Ever since the election of U.S. President Donald Trump, the threat of an uptick in U.S.-China trade tensions have seemed unavoidable. Trump, after all, based his campaign on a promise to return economic prosperity to the U.S. Rust Belt, where manufacturing jobs have dried up, or, in Trumpian parlance, been “stolen” by China. A year into Trump’s presidency, however, we hadn’t seen much action on that front, with Trump instead taking a cordial stance in talks with Chinese President Xi Jinping.
That changed on January 22, when the Trump administration announced that it would levy tariffs on imported solar panels and washing machines, arguing that “increased foreign imports of washers and solar cells and modules are a substantial cause of serious injury to domestic manufacturers.” While the tariffs apply to products imported from around the world, the press release from the Office of the U.S. Trade Representative singled out China’s trade practices as a major concern.
In response, China’s Ministry of Commerce (MOFCOM) called the move “an abuse of trade remedy measures.”
“China hopes the U.S. will use the trade restrictions with restraint, abide by the multilateral trade rules and play a positive role in promoting world economic development,” said Wang Hejun, head of MOFCOM’s Trade Remedy and Investigation Bureau in a statement. “With regard to the erroneous practice of the U.S., China will, together with other WTO members, resolutely defend its legitimate interests.”

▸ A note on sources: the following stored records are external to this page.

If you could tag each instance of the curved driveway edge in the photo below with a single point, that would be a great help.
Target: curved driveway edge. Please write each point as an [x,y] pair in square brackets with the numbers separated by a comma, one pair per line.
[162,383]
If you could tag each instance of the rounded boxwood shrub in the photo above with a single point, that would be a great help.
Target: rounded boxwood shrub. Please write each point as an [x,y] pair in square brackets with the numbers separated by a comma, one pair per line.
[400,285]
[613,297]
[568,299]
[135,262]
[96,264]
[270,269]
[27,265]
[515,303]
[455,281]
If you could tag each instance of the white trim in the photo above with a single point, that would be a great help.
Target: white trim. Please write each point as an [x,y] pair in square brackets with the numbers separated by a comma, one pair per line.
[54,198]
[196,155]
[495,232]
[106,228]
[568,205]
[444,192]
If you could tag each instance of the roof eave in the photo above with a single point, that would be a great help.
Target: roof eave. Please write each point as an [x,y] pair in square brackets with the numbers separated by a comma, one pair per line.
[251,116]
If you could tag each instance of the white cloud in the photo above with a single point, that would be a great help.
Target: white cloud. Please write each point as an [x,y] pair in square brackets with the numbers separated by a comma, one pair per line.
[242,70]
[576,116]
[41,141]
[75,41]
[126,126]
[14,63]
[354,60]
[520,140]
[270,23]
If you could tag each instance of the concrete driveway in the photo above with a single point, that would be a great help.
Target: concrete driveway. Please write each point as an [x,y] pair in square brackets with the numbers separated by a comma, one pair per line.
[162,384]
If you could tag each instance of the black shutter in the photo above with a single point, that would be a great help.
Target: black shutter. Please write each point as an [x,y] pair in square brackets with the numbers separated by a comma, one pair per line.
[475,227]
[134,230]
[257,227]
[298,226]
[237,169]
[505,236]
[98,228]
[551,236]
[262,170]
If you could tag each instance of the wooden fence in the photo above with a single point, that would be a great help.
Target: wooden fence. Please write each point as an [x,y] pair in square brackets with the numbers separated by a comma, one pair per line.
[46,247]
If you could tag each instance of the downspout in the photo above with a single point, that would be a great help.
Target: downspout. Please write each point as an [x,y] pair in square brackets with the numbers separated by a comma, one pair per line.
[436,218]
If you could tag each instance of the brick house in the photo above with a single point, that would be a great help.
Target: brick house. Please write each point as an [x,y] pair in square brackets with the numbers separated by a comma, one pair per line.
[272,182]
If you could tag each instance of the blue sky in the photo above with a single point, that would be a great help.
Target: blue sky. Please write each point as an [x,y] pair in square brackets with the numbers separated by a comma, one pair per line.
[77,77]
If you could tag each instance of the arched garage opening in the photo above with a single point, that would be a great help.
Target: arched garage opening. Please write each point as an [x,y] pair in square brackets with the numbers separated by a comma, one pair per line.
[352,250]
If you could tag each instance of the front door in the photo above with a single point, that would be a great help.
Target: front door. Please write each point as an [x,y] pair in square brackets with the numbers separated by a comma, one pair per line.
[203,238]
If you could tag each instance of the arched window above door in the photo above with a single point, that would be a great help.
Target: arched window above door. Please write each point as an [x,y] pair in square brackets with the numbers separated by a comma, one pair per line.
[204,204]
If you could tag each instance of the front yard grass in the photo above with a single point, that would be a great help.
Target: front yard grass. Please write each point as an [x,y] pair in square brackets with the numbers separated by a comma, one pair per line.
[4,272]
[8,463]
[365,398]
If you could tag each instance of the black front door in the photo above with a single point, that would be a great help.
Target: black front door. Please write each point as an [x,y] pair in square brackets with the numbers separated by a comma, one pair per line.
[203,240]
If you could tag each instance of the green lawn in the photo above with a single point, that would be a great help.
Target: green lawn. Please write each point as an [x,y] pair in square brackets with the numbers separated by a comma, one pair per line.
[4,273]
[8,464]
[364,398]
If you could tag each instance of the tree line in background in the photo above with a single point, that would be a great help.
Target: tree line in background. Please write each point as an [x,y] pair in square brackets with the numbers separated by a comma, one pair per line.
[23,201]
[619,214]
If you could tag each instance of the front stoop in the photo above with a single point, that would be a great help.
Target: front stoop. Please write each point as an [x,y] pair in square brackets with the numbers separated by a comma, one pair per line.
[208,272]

On February 4, MOFCOM moved beyond words to actions, opening anti-dumping and anti-subsidy investigations into sorghum imported from the United States. Notably, the MOFCOM statements announcing the investigations admitted that the probes were not triggered by a formal domestic complaint; citing “special circumstances,” thought, MOFCOM said there was “ample evidence” to believe that dumping and subsidies were causing harm to Chinese domestic producers by suturing the market and bringing down prices.
China’s Foreign Ministry spokesperson, in a regular press conference, emphasized that the sorghum probes were “just a normal individual case of trade remedy investigations” – rather than an explicit response to the Trump administration’s recent moves.
The investigation could have a not inconsiderable effect on U.S.-China trade. According to the U.S. Grains Council, sorghum is the third-largest cereal grain crop grown in the United States – and China accounts for the lion’s share of sorghum exports (79 percent as of the 2016-2017 crop year). More concerning, however, is the possibility that this is simply a warning shot. China is the largest export market for U.S. agricultural products, consuming $21.4 billion in U.S. agricultural exports in 2016; further action from China could threaten that considerable total. On the other hand, China can ill afford to jeopardize its own agricultural supplies simply for the sake of making a political point.
Trade action against U.S. agricultural products is China’s preferred method for signaling displeasure with Washington’s own trade decisions. In the early days of the Obama administration, China responded to new U.S. tariffs on tire imports by putting its own tariffs on U.S. chicken products as well as automobiles. Such tit-for-tat exchanges are par for the course in U.S.-China trade relations; the earlier cases were later settled through a mixture of diplomacy and judgments from the World Trade Organization.
In other words, despite Trump’s bombastic campaign rhetoric – he infamously accused China of “raping” the United States – so far, we haven’t seen anything out of the ordinary in the U.S.-China trade relationship. But with Trump promising “a very big intellectual property potential fine” on China in January, the trade frictions are just heating up.